NORFOLK, Va. (WAVY) — You may have been startled or have come to expect the barrage of fireworks that accompanies the first moments of a new year.
10 On Your Side spoke with two Norfolk residents at the receiving end of something much more dangerous.
It’s a story we report on every year on New Year’s Day and the day after the Fourth of July–the dangers of celebratory gunfire.
Brian Alfano counted the first pops of 2024. The noise echoed into the early morning outside his Tait Terrace home long after the fireworks fizzled out. He says one of those bullets landed right outside his door.
“At first I was like what is this crack in my windshield and then I looked and was like oh my goodness it’s a bullet,” Alfano said.
The bullet was lodged in the glass and Alfano was in disbelief. He taped up the hole in the meantime.
“The windshield can be replaced but if it was somebody walking, they could have been seriously hurt or killed,” Alfano said.
Three miles down the road in Norfolk’s Bromley neighborhood, one woman recalled finding herself on the receiving end of celebratory gunfire.
“I was literally sitting in my backyard enjoying some fireworks and they were starting to die down. I went to get up out of my chair and felt something hit me in my chest,” Miranda Pellotalers told 10 On Your Side of an incident that took place more than two years ago.
What she thought was shrapnel from a firework was a bullet to the chest. Pellotalers said it has been two years since that night on the Fourth of July. She took to social media on New Year’s Eve, sharing her story and cautioning those who shoot.
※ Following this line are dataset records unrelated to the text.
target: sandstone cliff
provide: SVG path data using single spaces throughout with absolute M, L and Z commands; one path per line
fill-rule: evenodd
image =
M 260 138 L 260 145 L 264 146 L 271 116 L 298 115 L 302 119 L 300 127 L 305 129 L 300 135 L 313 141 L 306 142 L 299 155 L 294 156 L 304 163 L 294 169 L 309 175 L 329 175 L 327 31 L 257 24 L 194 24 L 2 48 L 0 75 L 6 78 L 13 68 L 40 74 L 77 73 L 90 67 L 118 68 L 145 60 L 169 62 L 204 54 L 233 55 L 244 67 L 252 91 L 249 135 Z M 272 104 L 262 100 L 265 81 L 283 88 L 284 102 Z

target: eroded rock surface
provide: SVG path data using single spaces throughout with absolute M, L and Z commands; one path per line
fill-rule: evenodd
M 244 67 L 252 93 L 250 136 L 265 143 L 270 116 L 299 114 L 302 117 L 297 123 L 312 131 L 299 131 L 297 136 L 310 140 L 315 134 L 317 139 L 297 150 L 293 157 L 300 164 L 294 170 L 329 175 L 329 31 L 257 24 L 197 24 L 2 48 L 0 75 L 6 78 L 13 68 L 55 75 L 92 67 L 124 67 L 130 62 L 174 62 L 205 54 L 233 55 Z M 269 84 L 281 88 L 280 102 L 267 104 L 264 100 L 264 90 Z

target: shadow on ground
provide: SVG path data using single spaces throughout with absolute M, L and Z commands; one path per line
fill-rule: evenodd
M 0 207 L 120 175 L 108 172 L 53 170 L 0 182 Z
“If I had leaned forward a little bit more, it would have been right into my lung space. If I leaned back a little bit more, it would have been right into my thigh,” Pellotalers recalled, “it had the possibility of taking my life depending on how I got out of that chair.”
Pellotalers now suffers from PTSD, and holidays look a little different.
“New Year’s, I’m in my couch. I’m in my home,” she said. “I’m not going out because you never know what’s going to happen and I don’t need another one in my chest again. I know they want to enjoy their freedom, but really be aware of where its landing and leave the shooting at the gun range.”
Celebratory gunfire is a felony in Virginia. Those caught doing it can face up to five years in prison and a $2,500 fine.